On Do It Doggie Style's second tour, the band hit its peak and sold out London's 3,000 seat Lyceum Theatre. For a bunch of teens from Northern England, life, it would appear, was grand.

Then the inertia set in. UK punk began earnestly reiterating its own arrogance ad nauseam and the fuck-boredom-let's-get-smashed-and-break-shit stance became who's-the-biggest-rock-star pose. And Rotten's naive notion that rage could inspire wreckage unfortunately was not supported in most of the buzz-saw seven-inches imported out of London in late 1977. Though the Clash, you'll recall, stayed the course.

The Dogs' highs went low. With steadfast rumors that singer Barrett was a bit off-center, the band suddenly fell apart.
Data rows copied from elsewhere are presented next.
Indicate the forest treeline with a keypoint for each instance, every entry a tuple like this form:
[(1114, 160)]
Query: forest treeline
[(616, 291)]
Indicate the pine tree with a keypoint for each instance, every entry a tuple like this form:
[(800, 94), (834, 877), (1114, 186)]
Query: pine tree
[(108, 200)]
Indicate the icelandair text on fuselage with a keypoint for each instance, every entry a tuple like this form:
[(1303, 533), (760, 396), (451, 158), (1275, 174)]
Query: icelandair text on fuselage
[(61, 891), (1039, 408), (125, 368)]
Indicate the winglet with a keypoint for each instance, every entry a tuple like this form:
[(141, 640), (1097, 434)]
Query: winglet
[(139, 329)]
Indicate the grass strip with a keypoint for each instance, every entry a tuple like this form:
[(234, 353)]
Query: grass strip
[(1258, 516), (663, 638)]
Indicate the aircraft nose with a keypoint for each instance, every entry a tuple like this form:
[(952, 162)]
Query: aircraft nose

"We were contracted to do a second album and we'd just come back from doing five nights in Paris," explains Rossi. "And Wayne had met this chick." He stops, contemplates the Spinal Tap moment, and says, "Yeah it was one of those. We got up one morning in our house in London and he was gone. He'd done a fuckin' runner! Not even a note.

"Listen," he continues, "I love the guy like a brother, he's so solid now. But we were contracted to finish an album. We had the studio booked; we were gonna lose money. We waited and never heard from him, so we had to bring in another different singer. That's all I need to say about it, really."
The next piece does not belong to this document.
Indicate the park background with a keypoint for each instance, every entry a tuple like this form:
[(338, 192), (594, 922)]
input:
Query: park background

The second, slicked-up record with a new singer (ex-Nosebleeds Eddie Garrity) yielded no hits or favorable nods. This despite the acoustic guitar-driven single "East Side of Town," which featured Mott the Hoople's Dale Griffin as producer and Morgan-Fisher on Hammond organ and piano, and was a melancholy tune in the Mott vein. The song revealed a depth of songwriting matched by few of the Dogs' contemporaries.
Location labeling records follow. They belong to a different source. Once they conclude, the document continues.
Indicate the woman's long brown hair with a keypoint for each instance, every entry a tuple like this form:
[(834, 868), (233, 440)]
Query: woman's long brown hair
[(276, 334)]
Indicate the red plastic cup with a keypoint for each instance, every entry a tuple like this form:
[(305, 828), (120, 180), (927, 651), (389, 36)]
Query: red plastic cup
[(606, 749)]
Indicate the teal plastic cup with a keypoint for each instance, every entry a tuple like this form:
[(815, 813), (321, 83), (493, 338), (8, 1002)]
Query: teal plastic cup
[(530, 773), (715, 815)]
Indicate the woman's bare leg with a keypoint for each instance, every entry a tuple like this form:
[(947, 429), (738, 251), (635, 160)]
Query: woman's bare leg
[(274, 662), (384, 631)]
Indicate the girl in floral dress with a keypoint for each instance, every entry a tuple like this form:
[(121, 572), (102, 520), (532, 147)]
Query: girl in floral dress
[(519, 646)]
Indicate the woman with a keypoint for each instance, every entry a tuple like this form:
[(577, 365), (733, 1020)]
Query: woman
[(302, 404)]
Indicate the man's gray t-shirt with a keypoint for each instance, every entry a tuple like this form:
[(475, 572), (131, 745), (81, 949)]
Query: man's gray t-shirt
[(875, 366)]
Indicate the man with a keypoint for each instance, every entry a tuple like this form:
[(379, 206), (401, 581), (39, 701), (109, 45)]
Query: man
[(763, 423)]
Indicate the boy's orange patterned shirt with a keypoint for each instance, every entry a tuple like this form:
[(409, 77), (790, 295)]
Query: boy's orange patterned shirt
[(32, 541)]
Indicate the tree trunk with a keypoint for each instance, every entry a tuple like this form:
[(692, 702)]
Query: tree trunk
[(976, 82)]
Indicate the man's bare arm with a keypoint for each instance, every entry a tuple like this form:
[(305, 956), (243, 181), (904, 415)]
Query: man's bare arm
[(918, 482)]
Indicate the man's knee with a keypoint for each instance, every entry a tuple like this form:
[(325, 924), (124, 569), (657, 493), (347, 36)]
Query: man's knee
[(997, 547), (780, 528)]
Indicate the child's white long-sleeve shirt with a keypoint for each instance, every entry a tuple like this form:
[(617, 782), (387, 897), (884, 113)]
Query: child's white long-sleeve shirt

"Those Mott guys are great" remembers Rossi. "I had known all the Mott guys before and that's how it came about with Griffin producing. Morgan-Fisher, God, it was like having a British aristocrat coming down to play on your stuff. He was so very pristine and elegant in his tweed suit and mustache that was perfectly curled."

By the time the band had mastered its craft, it was too late. Punk was box-office poison. The band had re-formed, split and re-formed all with different singers and guitarists, including Morrissey and Billy Duffy. The band, sound and punk rock were cataleptic. Promise unfulfilled. Floundering ahead.

The guitarist who figured his group to be the next T. Rex was left staring down the barrel of horrible new decade, one that offered little comfort for an unsung punk-rock guitar hero. Rossi calls the 1980s the "anti-Les Paul decade."

How ironic then that Duran Duran's Nick Rhodes met John Taylor for the first time at a Slaughter and the Dogs show.

"Yeah. I was very depressed. It was a horrible time. I really fucking hated it. It was just a brutal time for music. Everywhere I looked I saw a fucking keyboard. I'm dreading that someone might rehash the '80s."

Rossi worked with everybody from Glen Matlock and Andy Sex Gang to Pete Wylie and Talk Talk, work that Rossi says kept him stay afloat.

You can take the piss out of Rossi and Barrett all you want for diggin' up the bones of punk rock and Slaughter and the Dogs and going to the trouble of making a new record two decades after their last. They don't, of course, care.

By all accounts Slaughter and the Dogs (with a new rhythm section) have managed to sidestep the Punk Reunion Tragedy of lager-addled geezers making jackasses of themselves leaping around with sweaty man tits and barrel guts. Rossi and Barrett claim they wouldn't bother if it couldn't be done with dignity.

"That's all you gotta do is be honest with yourself of what you are trying to do. So going into the new record, Wayne and I deliberated long and hard about what we wanted to do. We recorded the record in Manchester; we went right back to where we started. We rented a house there. So I do believe in it (the new record) and the band absolutely.

What about those, particularly in the British press, who chirp things like, "Knock it off you old sodden fortysomething punk geezer?"

Rossi laughs. "You know what, we look pretty good. We all are pretty much in shape. I knock on wood that none of our faces look like road maps."